As part of the University’s Postgraduate Open Day on 20 November 2019, the Bristol Doctoral College brought together a panel of PGRs — from a variety of faculties and at different stages in their research degrees — and asked them to share perspectives with an audience of prospective postgraduate students.
The session may have been brief, but it provided plenty of insights into the PGR experience. So much so that we’ve decided to round up tips and advice that might be useful to a wider audience — such as our new and existing PGRs.
However, before we begin our list, we should introduce our panellists properly. The four PGRs who took part in the event were:
- Arsham Nejad Kourki, PGR in the School of Biological Sciences
- Blanche Plaquevent, PGR in the School of Humanities
- Angela Suriyakumaran, PGR in the School of Civil, Aerospace and Mechanical Engineering
- Trang Tran, PGR in the School of Education
The session was chaired by Professor Robert Bickers, Associate Pro-Vice Chancellor (PGR).
And, without further ado, here are their words of wisdom. (Quotes are verbatim wherever possible, but have sometimes been shortened or edited for clarity.)

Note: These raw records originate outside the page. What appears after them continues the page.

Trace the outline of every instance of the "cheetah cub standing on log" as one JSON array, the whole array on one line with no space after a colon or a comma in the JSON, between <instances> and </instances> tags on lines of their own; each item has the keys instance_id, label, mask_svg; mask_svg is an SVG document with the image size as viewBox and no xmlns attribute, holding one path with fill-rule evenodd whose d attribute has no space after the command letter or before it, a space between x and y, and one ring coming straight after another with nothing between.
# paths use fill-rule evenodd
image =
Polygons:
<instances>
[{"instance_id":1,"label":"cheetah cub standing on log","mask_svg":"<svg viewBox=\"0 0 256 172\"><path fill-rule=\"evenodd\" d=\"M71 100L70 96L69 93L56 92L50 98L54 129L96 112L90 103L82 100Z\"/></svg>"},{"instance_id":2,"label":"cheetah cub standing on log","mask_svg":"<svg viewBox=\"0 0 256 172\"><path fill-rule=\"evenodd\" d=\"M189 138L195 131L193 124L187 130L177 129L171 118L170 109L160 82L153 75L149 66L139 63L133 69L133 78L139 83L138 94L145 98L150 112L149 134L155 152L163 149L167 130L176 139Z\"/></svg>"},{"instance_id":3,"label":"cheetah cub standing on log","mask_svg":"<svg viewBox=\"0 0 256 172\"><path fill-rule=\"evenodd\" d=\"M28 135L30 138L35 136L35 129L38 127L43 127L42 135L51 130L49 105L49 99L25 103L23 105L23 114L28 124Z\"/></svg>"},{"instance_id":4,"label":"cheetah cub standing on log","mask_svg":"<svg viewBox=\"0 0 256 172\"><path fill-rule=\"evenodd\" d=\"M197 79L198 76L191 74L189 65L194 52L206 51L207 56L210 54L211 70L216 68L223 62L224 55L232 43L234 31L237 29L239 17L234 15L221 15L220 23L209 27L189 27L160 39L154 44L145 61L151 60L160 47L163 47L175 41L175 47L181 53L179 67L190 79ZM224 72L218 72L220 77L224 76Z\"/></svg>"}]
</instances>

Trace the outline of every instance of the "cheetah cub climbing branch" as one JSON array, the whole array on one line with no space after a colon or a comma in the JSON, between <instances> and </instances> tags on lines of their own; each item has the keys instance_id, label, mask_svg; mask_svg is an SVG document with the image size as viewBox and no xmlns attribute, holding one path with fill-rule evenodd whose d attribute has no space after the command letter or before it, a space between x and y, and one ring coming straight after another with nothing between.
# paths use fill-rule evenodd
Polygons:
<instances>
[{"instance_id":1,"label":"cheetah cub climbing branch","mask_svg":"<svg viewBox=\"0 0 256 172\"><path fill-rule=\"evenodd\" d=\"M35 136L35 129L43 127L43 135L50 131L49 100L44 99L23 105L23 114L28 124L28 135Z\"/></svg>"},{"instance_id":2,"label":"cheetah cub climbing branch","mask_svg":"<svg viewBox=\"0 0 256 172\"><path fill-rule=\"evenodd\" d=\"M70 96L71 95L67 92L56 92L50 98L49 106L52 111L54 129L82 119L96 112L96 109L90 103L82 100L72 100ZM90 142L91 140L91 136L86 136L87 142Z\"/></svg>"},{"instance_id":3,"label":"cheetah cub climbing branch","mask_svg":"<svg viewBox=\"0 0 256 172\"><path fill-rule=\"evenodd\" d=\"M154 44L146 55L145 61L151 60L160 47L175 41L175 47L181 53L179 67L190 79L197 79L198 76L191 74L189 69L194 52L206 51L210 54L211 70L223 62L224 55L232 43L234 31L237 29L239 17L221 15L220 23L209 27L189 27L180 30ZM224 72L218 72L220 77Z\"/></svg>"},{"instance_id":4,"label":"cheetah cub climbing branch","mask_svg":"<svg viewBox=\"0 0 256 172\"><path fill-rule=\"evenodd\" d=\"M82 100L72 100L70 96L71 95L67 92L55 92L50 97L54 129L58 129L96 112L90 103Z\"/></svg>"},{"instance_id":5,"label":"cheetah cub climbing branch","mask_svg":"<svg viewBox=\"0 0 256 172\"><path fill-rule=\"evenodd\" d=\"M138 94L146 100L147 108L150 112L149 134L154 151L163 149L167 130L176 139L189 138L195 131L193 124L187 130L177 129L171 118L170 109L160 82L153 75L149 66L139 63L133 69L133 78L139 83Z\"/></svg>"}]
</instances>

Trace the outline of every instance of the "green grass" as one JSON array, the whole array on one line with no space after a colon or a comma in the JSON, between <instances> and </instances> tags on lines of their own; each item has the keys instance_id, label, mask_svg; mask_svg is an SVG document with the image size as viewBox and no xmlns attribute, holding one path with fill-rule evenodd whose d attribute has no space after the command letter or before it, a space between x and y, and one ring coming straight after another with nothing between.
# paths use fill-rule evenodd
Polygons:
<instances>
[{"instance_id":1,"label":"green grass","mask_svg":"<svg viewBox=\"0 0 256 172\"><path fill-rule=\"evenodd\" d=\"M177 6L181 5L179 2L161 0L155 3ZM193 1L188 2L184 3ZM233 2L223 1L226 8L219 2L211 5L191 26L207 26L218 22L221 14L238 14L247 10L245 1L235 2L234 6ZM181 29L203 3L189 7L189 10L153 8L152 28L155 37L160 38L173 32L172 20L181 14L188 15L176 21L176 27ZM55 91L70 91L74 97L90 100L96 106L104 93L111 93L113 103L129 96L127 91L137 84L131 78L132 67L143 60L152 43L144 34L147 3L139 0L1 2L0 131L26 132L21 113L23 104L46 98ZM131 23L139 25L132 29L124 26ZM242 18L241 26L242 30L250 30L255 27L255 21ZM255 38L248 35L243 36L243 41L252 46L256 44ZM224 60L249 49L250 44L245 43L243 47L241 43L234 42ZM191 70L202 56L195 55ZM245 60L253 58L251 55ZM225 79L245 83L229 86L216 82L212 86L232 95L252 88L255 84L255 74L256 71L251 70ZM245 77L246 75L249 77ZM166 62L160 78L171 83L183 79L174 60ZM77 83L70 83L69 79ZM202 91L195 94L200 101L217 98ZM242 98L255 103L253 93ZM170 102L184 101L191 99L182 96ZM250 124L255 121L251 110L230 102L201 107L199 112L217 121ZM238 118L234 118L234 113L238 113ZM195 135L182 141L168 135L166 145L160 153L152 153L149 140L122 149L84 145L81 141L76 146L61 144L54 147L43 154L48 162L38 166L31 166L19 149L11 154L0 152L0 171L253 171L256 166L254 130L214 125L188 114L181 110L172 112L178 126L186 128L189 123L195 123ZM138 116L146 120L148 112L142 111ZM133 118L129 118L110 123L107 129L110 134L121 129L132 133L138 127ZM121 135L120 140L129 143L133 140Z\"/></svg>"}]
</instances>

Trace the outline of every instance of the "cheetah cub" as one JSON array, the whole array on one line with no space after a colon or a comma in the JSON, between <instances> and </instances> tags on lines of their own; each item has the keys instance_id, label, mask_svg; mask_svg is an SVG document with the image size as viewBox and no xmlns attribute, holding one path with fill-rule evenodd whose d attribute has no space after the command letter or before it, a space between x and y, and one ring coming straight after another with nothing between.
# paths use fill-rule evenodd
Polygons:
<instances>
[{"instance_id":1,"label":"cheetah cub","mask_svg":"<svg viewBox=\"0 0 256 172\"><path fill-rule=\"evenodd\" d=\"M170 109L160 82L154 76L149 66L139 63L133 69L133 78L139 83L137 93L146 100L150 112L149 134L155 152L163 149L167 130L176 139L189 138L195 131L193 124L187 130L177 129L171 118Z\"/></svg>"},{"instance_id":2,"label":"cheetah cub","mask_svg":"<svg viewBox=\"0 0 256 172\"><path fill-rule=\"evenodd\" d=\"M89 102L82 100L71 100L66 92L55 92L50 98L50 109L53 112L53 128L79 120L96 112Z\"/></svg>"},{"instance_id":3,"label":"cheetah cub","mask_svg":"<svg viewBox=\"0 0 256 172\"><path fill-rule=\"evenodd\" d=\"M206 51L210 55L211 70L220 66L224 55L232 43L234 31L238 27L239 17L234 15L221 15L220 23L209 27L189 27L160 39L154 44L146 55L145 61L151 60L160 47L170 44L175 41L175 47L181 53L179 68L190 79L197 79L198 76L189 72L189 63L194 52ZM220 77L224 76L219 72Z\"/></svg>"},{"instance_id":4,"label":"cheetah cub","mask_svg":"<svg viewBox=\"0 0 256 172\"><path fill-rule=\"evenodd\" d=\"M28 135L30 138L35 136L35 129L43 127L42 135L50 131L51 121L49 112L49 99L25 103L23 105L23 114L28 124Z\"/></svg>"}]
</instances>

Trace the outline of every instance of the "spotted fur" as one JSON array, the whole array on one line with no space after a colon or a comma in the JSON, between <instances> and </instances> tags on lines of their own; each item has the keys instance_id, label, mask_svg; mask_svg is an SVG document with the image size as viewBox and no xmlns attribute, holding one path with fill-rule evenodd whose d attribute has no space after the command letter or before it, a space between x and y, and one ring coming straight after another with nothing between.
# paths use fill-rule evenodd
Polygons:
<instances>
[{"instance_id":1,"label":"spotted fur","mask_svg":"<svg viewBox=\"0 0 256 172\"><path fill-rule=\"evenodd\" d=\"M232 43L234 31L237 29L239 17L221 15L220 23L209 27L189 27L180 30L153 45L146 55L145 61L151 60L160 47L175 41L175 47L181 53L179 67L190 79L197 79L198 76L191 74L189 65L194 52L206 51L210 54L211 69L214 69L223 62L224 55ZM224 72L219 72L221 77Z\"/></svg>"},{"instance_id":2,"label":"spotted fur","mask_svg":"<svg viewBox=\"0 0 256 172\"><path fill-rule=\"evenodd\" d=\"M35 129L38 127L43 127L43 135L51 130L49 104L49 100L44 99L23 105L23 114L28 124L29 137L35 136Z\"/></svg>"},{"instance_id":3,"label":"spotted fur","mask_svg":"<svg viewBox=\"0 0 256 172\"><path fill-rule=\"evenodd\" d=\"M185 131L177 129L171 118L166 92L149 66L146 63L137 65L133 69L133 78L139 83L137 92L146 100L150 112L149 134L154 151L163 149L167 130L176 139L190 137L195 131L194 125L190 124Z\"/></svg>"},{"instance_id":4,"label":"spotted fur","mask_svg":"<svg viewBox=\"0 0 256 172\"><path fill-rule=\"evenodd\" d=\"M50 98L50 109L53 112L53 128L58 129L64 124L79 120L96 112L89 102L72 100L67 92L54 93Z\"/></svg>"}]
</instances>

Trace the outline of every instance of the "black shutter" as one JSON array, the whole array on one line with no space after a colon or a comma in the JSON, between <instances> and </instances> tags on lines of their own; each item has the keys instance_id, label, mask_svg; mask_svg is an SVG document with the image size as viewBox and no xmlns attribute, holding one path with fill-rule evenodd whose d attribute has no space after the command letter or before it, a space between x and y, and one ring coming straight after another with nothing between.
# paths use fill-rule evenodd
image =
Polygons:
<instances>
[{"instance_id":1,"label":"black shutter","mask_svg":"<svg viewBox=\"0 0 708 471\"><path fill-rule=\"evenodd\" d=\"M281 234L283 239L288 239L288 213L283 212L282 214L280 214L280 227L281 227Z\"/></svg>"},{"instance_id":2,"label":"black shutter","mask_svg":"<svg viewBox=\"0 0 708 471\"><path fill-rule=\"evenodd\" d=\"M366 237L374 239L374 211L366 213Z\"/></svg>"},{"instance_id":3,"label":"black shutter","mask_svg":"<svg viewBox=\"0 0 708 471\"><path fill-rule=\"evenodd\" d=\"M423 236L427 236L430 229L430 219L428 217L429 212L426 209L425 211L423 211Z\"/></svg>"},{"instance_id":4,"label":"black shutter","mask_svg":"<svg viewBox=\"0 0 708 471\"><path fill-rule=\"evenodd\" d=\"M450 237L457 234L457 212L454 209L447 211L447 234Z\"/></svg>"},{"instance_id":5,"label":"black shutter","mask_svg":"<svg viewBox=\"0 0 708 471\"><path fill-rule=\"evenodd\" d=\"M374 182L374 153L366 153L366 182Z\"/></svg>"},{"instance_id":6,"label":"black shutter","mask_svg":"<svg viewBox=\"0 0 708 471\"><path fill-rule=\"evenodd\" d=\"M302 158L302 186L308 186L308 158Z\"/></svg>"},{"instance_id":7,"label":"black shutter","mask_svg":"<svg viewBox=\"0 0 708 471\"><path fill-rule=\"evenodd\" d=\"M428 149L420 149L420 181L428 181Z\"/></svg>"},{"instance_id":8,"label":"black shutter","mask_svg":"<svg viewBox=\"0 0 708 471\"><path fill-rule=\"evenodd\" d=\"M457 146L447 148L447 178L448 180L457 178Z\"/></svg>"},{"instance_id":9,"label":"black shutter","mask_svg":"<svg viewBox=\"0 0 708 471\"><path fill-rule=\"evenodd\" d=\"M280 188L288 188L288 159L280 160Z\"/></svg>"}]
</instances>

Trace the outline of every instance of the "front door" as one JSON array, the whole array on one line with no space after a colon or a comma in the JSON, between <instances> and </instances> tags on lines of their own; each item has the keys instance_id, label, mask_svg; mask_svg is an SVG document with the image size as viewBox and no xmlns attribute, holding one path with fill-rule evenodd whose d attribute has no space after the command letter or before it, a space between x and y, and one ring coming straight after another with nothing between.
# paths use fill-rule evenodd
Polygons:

1. Support, encouragement and fresh perspectives are vital
“In terms of support, my supervisor has played a key part in that role. Because I have a background in Chemistry and now I’m moving over to Mechanical Engineering, he’s helped me a lot to fill in the holes — fill in my knowledge base, basically.
So he’s been very supportive in terms of giving me the tools to work with my PhD, as well as encouraging me to go and try other stuff, such as going and doing outreach, placement opportunities — so actually helping me gain other skill sets.
“You need that support for four years, to be able to have someone there and some people there to count on — and to be able to say ‘you’re on the right track’ or ‘you’re not on the right track’, ‘maybe you’ve thought about this?’ and ‘maybe try other things’ as well.”
“Things you might be facing at the moment, a lot of postgraduates experience. It happens to everyone.
“Other postgraduates, especially ones in the years above you, as well as staff members, are a very good source of support.”
2. Working together can help create a sense of community
“I’ve found a very strong feeling of community among my peers. I think I wasn’t really expecting that, as I was doing a PhD in History. So I thought: ‘it’s probably even more solitary than any other kind of PhD, because you don’t work in a lab, you don’t need to necessarily all be in the same place of work.’
But actually, there’s been space provided for Arts and Humanities [PGRs]. It’s been a bit changing, but when there is this kind of space, connections get created very quickly and it really makes you feel supported. And I think it has enabled me to treat my PhD as an actual job — where I go every day, and go into a building and work. And that’s not really what I was expecting.”
3. Listening and presenting can help you see the big picture
“Get on to any reading group or any presentations that enable you to listen to other people’s work or present your own. Because one thing that happens in a PhD is that you lose your confidence a lot. Because you want it to be perfect, and when you’re with it in your head everything will go wrong compared to what you had in mind.
“So you really want to present where you are at the moment so that everyone else in your community will be able to say ‘oh, this is great — but this is how it could get better’.
“You also want to get on to those groups so that you can hear, right at the beginning, what other people’s work is about — so you can then say ‘OK, there’s a bigger picture. I have re-calibrated what my work should look like’.
4. Teaching can enhance your skills
“Teaching comes in very different forms. For example, I’m teaching in labs rather than going and helping with the workshops and stuff like that. And you gain a lot of skill sets from doing the teaching. You’re mentoring students, you’re helping them solve problems, etc.
“[They’re] quite good skill sets to build on — and for your future career path as well.”
5. Your research project will evolve — and that’s fine
“Don’t worry too much about the specifics of your project — even by the end of your first year.
“As long as you have an idea what it’s roughly going to be about, and as long as your supervisor is on board with that, you can generally make it happen.
Because a lot of it will change. Projects evolve.”